Many of us have spoken of the anger we feel about the current injustices of the world, and sometimes our hearts are heavy with all the things we cannot do. Anger can be a spur to action, but we need Light and guidance to use it wisely and sparingly. We already have a way of finding this wisdom in our corporate discipline and our testing in worship of leadings. Through these our righteous anger and passion can be transformed in order to tackle the root causes of injustice and inequality. Our action begins in worship, in seeking and reflecting before we act. Our practices of listening within and being open to what comes to us from without are rarer than we think, and are a precious gift that we should both use and share.

We are called to consider what we each can do and also make and build on connections in our communities and across the globe.

We are also called to be a community of Friends as a Yearly Meeting, pushed towards the important things we can only do together.
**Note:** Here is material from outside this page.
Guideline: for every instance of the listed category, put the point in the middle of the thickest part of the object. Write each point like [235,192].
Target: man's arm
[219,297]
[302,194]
We have a body of experience we can draw on and maintain. We are in this for the long haul.

As a Yearly Meeting we are restless to take corporate action to change the unequal, unjust world in which we live.

We ask Friends and meetings to engage with the evil of social and economic injustice which creates a world in which the wrong things are valued. To do this requires owning and upholding the work that is already being done by Friends and in our name; helping to fund that work as generously as possible; and becoming involved in however small a way. For ourselves we need to find some action however simple to do now.

We ask Meeting for Sufferings to take the work on social and economic injustice forward, coordinating the work of local and area meetings who might wish to become more deeply involved, and encouraging the deep spiritual and intellectual searching that could underpin a ‘true social order’ for our age.

We ask YM Agenda Committee to align their work with that of Meeting for Sufferings and to keep this issue before the Yearly Meeting for further consideration over the next two years. Between yearly meetings we should all try to share our experience.

We ask our Recording Clerk and staff to make our concern about social and economic inequality known as widely as possible and in particular to challenge the incoming UK government to adopt policies which decrease inequality and value equally the contribution which all can make to developing a more just and sustainable society.

We must remember that what makes the real difference is not adding further to the words in the world but being and living out the new social order, testing our leadings together and trusting to our Quaker processes "opening ourselves to the light to guide us in each small step".